4 ème de couverture :

Elle s’appelle Ewa. Elle est particulière. Elle ne doit jamais se regarder dans un miroir. Jamais. Son don étrange est une malédiction qu’elle ne maîtrise pas. Son passé est difficile à porter. Il lui est impossible de partager son secret. Elle ne peut faire confiance à personne. Enfermée «pour son bien» à Miedzeska, dans une pension pour filles au cœur de la Pologne, Ewa survit entre humiliations et sévices. Elle serre les dents en rêvant d’évasion, mais personne ne s’échappe de cet internat. Alors pourquoi des filles disparaissent-elles sans laisser de traces ? Que deviennent-elles ? Et surtout, qui sera la prochaine ? Ewa ne doit jamais céder à l’appel des miroirs, elle le sait. Elle a juré. Et si la vérité se cachait dans son reflet ?

Mon avis :

J’ai découvert Matthieu Biasotto grâce à la lecture commune de début mai proposé sur le groupe Facebook il est bien ce livre de Séverine Lenté. Et bien, je n’ai pas été déçue.

L’action se déroule en 1932 en Pologne dans une pension très stricte pour jeunes filles. Suite à la mort de ses parents, Ewa est conduite à Miedzeka par son oncle médecin où elle sera enfermée « pour son bien ». La jeune fille a un don. Elle ne doit jamais se regarder dans un miroir sous peine de perdre le contrôle de sa vie. Pour éviter toutes tentations, son oncle, Leslaw, verse l’équivalent de trois années de pensionnat et obtient le retrait des miroirs dans tout la pension. Ewa va y vivre un enfer, sera humiliée, victime des sévices les plus violents. Elle se noue d’amitié avec sa camarade de chambre, une bourgeoise du nom Alicja dite la terreur de Miedzeka et va tenter de découvrir les raisons de la disparition de jeunes filles au sein même de cette « prison ».

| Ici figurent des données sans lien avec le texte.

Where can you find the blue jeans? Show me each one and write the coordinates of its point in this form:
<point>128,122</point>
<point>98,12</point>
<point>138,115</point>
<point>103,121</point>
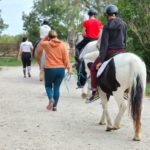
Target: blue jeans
<point>53,80</point>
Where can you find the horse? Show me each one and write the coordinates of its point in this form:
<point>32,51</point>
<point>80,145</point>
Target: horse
<point>39,55</point>
<point>122,74</point>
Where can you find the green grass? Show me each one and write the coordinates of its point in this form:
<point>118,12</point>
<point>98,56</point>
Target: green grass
<point>11,61</point>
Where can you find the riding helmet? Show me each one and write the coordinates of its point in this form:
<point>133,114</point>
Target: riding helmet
<point>110,10</point>
<point>92,11</point>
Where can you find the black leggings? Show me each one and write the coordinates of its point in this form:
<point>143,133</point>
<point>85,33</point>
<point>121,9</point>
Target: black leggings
<point>26,59</point>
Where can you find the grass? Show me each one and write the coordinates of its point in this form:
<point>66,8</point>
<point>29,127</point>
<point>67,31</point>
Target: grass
<point>10,61</point>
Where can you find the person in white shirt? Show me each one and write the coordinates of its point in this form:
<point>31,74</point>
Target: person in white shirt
<point>44,29</point>
<point>25,52</point>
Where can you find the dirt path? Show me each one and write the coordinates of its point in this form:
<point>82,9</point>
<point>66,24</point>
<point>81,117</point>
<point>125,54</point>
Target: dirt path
<point>25,124</point>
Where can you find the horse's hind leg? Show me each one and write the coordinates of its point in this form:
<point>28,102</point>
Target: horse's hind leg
<point>105,114</point>
<point>122,104</point>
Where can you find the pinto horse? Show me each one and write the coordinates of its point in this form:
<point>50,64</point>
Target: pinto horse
<point>122,74</point>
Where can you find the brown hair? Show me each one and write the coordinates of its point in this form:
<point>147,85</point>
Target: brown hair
<point>52,34</point>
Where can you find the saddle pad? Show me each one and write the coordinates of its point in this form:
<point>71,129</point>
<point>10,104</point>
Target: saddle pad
<point>102,68</point>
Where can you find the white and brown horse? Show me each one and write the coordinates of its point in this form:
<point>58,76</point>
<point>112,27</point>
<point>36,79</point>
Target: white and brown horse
<point>124,73</point>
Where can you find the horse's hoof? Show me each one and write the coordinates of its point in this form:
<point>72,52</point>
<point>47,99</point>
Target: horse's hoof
<point>108,129</point>
<point>115,128</point>
<point>136,138</point>
<point>84,96</point>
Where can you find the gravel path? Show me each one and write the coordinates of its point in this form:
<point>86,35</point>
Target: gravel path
<point>25,124</point>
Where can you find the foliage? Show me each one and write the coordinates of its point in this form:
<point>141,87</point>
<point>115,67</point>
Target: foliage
<point>3,25</point>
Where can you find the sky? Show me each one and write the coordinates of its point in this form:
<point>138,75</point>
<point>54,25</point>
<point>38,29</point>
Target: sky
<point>11,12</point>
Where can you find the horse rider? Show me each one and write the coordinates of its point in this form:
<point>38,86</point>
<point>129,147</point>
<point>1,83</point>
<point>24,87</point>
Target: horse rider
<point>91,32</point>
<point>91,29</point>
<point>113,41</point>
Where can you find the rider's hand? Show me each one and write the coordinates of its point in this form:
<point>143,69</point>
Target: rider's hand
<point>98,65</point>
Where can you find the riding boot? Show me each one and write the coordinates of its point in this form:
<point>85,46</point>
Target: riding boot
<point>24,72</point>
<point>29,69</point>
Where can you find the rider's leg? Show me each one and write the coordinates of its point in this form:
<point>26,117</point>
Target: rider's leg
<point>93,73</point>
<point>29,64</point>
<point>23,58</point>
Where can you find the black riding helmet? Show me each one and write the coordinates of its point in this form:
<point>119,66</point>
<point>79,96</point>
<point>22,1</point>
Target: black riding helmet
<point>111,10</point>
<point>92,11</point>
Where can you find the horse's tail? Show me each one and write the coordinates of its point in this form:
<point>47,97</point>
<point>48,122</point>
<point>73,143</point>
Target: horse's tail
<point>137,93</point>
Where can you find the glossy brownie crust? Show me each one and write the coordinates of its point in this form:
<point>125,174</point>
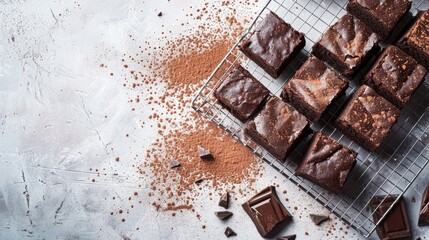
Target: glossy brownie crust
<point>346,45</point>
<point>379,15</point>
<point>273,44</point>
<point>416,40</point>
<point>277,127</point>
<point>241,93</point>
<point>367,118</point>
<point>327,163</point>
<point>313,88</point>
<point>395,76</point>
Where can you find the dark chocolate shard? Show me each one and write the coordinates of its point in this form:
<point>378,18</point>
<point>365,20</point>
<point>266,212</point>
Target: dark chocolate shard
<point>174,164</point>
<point>229,232</point>
<point>224,200</point>
<point>266,211</point>
<point>318,219</point>
<point>204,154</point>
<point>223,215</point>
<point>424,212</point>
<point>290,237</point>
<point>395,224</point>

L’écriture de Matthieu Biasotto est addictive et les pages se tournent très rapidement. J’ai tout de suite été happée par cette histoire originale. Les jeunes filles sont enfermées dans cette pension où elles subissent les pires violences, coups de martinets, nettoyage des parties communes. Les tortures psychologiques et physiques se succèdent. Avec des mots simples, l’auteur réussit à créer une atmosphère oppressante. Le froid extérieur, comme l’humidité ambiante pénètrent dans le corps du lecteur.

Je me suis attachée à l’héroïne Ewa. J’ai souffert avec elle lors des tortures. J’ai  partagé ses angoisses et ses peurs, et comme elle j’ai voulu connaitre la vérité sur la disparition des jeunes filles. Les personnages secondaires ne m’ont pas laissée indifférente, j’ai éprouvé de la haine et du dégoût pour nombreux d’entre eux.

N’étant pas particulièrement amatrice de roman fantastique, j’ai apprécié la façon subtile dont l’auteur aborde le don Ewa. Cette lecture a été très agréable et je me laisserai volonté tenter par un autre roman du même auteur.